The Fed Board in D.C. has more economists and macroeconomic modeling capabilities than outsiders could dream of matching, with even more talent at the regional Fed banks. But these experts don’t set interest rates, they just produce internal projections that FOMC members can use to inform their policies. (They also produce some very cool, very nerdy research.) We know more than usual about what these economists think and what the Fed’s models show because the Fed accidentally published a staff forecast six years early, and it shows inflation still below the Fed’s target in 2020. In other words, the technical experts aren’t the ones pushing for rate increases.

So why are we so confident the Fed is close to raising interest rates when its stated policy and modeling capabilities say otherwise? It’s all about the dots. The Fed releases plots that show where FOMC members expect interest rates to be at various points in time, with each dot representing an anonymous prediction.

Embedded in these predictions is not just a forecast but a statement about where the economy is headed, as well as the preferences of FOMC members. Forecasting is hard and mistakes are to be expected, but systematically biased ones are problematic precisely because they are informative. Ever since the topline unemployment rate started falling, these dots have said that either inflation predictions consistent with market prices are too low, or that FOMC members have lower inflation targets than the officially stated 2 percent rate, or both.

The question now is: what will give? Policy that is inconsistent with inflation targets risks future credibility—indeed, markets are already discounting the dots because they have been so far off for so long, but it also devalues the information contained in the dots. So far Fed watchers are betting on itchy trigger fingers, and assuming FOMC members will be essentially unconstrained by data and the Fed’s longterm guidance.

Perhaps a more defensible rationale is that the Fed is trying to raise rates ahead of inflation not because it fears the economy is heating up too quickly, but because it needs to start soon if it wants to raise rates gradually in an approach otherwise known as “gradualism.” Proponents of gradualism note that bond markets prefer predictable paths of rate increases.
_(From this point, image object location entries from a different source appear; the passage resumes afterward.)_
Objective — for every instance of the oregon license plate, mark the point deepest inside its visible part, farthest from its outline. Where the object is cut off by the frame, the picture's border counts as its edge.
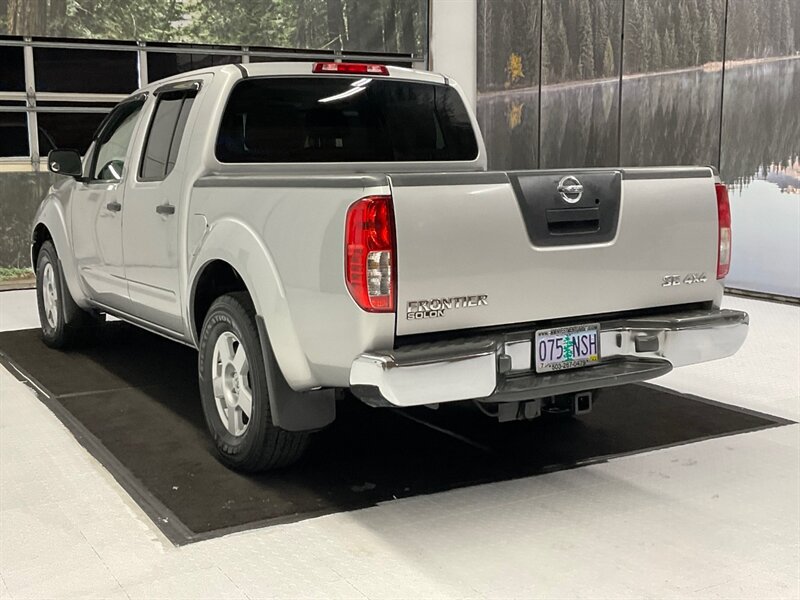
(567, 347)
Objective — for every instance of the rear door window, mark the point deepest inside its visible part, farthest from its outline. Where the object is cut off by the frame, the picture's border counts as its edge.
(165, 134)
(344, 119)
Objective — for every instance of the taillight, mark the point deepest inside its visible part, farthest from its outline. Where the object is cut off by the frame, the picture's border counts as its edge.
(724, 220)
(351, 68)
(370, 252)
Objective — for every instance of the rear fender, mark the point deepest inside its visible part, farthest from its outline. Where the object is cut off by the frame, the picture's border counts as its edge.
(236, 243)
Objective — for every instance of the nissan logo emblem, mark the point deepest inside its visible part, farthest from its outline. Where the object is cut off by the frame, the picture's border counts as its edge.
(570, 189)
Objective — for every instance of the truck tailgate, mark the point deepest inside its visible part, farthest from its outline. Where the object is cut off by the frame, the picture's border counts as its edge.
(493, 248)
But recent academic research suggests that this gradualism could actually have serious longterm costs, and holding off on rate increases until there are real signs of inflation is better policy.

One of the authors of that paper, Jeremy Stein, is an expert on central bank communication at Harvard. Hopefully he’s imparted some of this wisdom to his former colleagues on the FOMC.

 

Michael Madowitz is an economist at the Center for American Progress.